The Benefits of Being Productively Unproductive

On Friday night I logged off and sank back into the couch. Last week wasn’t particularly bad, but it was certainly intense in the sheer volume of work that appeared on my daily lists. While everything got done I was left feeling mentally and physically exhausted. 

Additionally, my sleep patterns have been all over the place (thank you, peri-menopause), and this has resulted in lots of my working hours being conducted through what has felt like a hazy fog behind my eyeballs recently. 

Working for myself has a number of positives… in theory. I don’t have an awful daily commute, I can set my own hours, choose who I work with and I don’t have a micro-managing, passive-aggressive line manager to deal with (of which I have experienced many). While these are all things that I appreciate on a daily basis, I have found that as my client base has grown, an increasing level of fear has accompanied it… 

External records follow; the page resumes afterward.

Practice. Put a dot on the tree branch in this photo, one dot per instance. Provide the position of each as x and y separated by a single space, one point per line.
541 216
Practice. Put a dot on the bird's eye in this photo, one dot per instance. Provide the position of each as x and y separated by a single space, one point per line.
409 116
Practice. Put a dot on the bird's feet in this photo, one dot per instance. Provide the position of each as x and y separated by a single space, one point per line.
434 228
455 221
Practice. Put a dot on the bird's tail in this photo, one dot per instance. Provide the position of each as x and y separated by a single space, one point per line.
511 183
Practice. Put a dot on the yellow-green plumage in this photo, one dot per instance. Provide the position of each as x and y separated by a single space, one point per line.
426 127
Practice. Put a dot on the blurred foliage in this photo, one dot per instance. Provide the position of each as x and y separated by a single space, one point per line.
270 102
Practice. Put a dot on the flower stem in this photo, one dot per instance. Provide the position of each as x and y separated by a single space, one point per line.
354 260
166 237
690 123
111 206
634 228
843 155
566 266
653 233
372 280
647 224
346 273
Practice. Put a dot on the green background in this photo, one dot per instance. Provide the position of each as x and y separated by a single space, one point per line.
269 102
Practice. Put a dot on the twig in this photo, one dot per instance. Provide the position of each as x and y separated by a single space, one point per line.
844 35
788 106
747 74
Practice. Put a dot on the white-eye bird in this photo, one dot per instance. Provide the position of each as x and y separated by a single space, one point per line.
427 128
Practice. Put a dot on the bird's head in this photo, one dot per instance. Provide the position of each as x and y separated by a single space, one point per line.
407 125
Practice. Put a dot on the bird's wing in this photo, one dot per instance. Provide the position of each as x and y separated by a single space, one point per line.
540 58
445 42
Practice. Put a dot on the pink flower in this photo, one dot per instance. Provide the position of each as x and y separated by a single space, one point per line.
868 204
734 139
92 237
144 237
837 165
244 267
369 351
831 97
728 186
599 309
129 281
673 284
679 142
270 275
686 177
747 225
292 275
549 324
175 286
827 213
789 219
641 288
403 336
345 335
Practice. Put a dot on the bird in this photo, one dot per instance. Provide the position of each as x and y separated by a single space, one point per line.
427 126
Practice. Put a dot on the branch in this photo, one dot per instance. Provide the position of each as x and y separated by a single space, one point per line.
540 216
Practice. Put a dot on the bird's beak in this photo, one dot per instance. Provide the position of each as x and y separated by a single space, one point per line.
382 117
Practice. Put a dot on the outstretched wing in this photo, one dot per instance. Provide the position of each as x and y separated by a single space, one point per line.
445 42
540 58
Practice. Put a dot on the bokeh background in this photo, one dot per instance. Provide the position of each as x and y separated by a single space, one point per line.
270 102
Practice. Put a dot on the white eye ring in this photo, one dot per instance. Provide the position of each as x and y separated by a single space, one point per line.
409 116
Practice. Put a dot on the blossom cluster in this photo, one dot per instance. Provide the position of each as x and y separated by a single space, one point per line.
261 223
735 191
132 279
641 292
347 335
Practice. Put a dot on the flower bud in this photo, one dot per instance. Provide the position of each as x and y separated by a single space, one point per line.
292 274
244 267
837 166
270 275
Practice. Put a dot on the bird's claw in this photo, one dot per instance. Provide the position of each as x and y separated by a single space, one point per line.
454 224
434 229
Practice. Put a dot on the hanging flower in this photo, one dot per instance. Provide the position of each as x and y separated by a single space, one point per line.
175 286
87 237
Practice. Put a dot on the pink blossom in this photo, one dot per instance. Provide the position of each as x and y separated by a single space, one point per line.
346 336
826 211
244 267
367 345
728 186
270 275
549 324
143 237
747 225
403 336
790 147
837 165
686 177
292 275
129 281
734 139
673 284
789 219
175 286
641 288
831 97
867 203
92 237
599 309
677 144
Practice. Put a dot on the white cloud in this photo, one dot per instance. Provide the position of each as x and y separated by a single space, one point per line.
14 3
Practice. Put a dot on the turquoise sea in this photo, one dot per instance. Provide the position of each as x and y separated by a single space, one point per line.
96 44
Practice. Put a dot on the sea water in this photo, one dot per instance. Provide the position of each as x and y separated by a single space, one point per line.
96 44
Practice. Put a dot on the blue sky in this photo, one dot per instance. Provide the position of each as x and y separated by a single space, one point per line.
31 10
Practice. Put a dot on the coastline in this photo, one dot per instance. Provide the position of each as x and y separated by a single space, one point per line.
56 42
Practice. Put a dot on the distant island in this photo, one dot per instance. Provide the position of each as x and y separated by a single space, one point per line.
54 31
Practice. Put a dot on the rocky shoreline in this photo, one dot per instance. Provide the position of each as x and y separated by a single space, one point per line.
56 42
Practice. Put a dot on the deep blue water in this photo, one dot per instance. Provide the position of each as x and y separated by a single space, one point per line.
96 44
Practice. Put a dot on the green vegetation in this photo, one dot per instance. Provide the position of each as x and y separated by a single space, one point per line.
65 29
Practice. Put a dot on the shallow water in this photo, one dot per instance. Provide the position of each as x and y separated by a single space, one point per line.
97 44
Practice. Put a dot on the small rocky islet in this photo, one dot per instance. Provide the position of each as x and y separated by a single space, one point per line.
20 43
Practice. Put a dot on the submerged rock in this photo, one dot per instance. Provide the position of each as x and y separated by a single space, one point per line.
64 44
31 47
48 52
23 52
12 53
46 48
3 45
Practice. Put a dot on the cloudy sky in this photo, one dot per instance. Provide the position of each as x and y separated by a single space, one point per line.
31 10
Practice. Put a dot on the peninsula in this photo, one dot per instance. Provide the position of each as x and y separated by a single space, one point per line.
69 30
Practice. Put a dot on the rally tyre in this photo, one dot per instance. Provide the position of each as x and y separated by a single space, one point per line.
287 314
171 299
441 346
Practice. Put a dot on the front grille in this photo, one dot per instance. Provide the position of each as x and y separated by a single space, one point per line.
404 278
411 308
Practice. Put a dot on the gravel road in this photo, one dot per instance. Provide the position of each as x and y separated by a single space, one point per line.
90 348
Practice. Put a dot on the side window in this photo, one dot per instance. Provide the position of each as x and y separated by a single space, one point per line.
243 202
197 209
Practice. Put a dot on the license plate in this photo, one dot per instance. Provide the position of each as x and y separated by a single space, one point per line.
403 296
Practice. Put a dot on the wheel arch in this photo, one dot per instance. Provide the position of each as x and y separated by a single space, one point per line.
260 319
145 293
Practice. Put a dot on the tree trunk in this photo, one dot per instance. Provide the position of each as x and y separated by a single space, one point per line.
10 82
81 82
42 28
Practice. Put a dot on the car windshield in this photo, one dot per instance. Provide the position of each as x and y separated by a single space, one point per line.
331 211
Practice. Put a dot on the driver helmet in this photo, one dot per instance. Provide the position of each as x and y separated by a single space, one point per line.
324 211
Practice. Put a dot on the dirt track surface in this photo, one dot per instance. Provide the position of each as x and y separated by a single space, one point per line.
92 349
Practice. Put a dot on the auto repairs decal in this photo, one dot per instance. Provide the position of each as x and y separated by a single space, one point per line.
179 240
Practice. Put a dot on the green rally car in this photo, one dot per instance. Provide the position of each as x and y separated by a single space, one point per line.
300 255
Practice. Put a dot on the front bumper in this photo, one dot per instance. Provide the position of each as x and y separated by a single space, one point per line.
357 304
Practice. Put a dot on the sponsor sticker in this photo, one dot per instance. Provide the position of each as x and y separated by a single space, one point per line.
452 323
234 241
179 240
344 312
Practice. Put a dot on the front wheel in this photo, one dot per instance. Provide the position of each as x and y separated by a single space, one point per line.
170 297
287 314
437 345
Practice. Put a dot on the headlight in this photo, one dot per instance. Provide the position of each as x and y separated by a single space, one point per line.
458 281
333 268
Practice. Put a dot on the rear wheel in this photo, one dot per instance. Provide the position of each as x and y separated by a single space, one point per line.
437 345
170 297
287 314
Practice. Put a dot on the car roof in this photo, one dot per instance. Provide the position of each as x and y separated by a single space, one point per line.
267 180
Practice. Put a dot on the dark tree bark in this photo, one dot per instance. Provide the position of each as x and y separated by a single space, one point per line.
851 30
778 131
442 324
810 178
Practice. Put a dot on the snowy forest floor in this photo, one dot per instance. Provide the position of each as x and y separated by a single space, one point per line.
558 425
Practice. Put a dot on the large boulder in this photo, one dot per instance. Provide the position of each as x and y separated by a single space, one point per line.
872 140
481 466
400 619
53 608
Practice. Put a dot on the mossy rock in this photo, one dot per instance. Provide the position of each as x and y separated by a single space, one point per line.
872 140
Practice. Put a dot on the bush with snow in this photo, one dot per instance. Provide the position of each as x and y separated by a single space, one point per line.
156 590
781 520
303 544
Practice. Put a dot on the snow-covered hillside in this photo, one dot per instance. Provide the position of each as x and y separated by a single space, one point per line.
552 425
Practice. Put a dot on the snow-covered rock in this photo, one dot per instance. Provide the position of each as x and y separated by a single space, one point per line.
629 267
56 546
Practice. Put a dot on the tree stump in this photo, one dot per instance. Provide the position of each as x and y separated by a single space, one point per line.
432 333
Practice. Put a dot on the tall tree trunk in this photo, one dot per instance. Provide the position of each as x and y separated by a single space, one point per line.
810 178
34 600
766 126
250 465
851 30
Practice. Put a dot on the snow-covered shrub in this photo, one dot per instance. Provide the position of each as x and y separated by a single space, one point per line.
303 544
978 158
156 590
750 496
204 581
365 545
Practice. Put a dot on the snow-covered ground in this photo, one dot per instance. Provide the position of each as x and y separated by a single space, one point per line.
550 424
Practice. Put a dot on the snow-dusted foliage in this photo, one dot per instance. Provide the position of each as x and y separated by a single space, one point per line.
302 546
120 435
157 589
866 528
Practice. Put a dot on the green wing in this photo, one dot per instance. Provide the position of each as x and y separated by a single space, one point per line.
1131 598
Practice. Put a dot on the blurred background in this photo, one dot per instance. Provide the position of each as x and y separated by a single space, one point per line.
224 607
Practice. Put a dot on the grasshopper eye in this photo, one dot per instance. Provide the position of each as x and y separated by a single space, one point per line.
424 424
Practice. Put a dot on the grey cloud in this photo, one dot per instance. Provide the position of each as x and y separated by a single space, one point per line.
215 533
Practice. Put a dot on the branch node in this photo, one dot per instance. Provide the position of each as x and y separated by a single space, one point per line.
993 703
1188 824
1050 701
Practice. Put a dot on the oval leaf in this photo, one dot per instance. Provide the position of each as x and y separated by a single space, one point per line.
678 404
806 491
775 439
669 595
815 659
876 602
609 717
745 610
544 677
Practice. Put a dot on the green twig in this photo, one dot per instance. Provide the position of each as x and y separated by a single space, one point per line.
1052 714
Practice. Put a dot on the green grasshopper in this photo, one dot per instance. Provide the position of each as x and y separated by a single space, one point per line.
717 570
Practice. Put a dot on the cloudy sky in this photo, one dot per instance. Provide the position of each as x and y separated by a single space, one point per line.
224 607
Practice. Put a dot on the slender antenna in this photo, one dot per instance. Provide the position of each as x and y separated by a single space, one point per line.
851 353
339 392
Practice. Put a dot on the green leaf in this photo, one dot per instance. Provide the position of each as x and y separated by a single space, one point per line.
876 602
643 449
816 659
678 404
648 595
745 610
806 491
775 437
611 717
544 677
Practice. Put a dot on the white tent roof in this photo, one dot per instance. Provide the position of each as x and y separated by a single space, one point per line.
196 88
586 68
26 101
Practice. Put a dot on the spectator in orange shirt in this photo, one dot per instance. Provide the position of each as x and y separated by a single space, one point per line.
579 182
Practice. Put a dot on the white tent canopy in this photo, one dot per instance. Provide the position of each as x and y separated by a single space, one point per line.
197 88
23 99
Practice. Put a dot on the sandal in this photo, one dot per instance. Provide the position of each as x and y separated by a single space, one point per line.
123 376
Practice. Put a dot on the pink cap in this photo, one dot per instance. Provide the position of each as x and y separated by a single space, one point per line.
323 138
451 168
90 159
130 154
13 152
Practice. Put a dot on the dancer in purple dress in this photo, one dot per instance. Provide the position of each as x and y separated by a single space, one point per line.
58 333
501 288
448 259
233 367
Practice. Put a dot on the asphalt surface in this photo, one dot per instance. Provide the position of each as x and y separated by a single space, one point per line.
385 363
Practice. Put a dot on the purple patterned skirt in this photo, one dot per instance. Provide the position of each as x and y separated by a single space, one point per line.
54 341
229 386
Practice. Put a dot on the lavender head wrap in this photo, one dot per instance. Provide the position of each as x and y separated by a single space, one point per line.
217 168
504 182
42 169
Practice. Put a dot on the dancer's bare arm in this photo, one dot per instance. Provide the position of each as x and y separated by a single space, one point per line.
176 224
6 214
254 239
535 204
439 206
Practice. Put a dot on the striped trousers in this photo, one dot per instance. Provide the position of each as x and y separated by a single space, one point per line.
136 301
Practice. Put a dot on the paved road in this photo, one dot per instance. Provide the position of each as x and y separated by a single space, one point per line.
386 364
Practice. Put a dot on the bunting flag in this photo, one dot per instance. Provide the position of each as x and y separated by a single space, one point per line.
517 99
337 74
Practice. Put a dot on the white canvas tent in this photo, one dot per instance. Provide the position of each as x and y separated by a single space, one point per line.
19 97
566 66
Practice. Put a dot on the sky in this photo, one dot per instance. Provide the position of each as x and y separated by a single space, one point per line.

I’ve always dealt with varying levels of imposter syndrome and attempt to ignore the nagging little voices that tell me I’m not good enough, but what has appeared more frequently this year is the fear that it will all go away. In previous jobs I always had the backup of knowing that in times of crisis, my job role would be covered and I would still receive my salary at the end of each month. In this job, however, I can never be completely sure of anything. This year has exacerbated those fears by showing me that, should anything bad happen that requires immediate attention in my personal life, the work still needs to get done and I’m on my own. Quite simply, if I don’t do the work, I don’t get paid, and while I’m lucky that the clients that I work with are (and have been) absolutely fantastic I still need to keep on top of everything or I won’t be able to pay my rent and bills. 

And so, I’ll go above and beyond to make sure that I keep everyone happy. Generally, I’m pretty good at prioritising, have got much better at setting boundaries, schedule as much as I can in advance and work through a checklist every day. But even doing this has left little time for my own personal wellbeing, and I’m beginning to feel the effects of it. It’s not uncommon for me to work late into the evenings, at weekends and during holidays.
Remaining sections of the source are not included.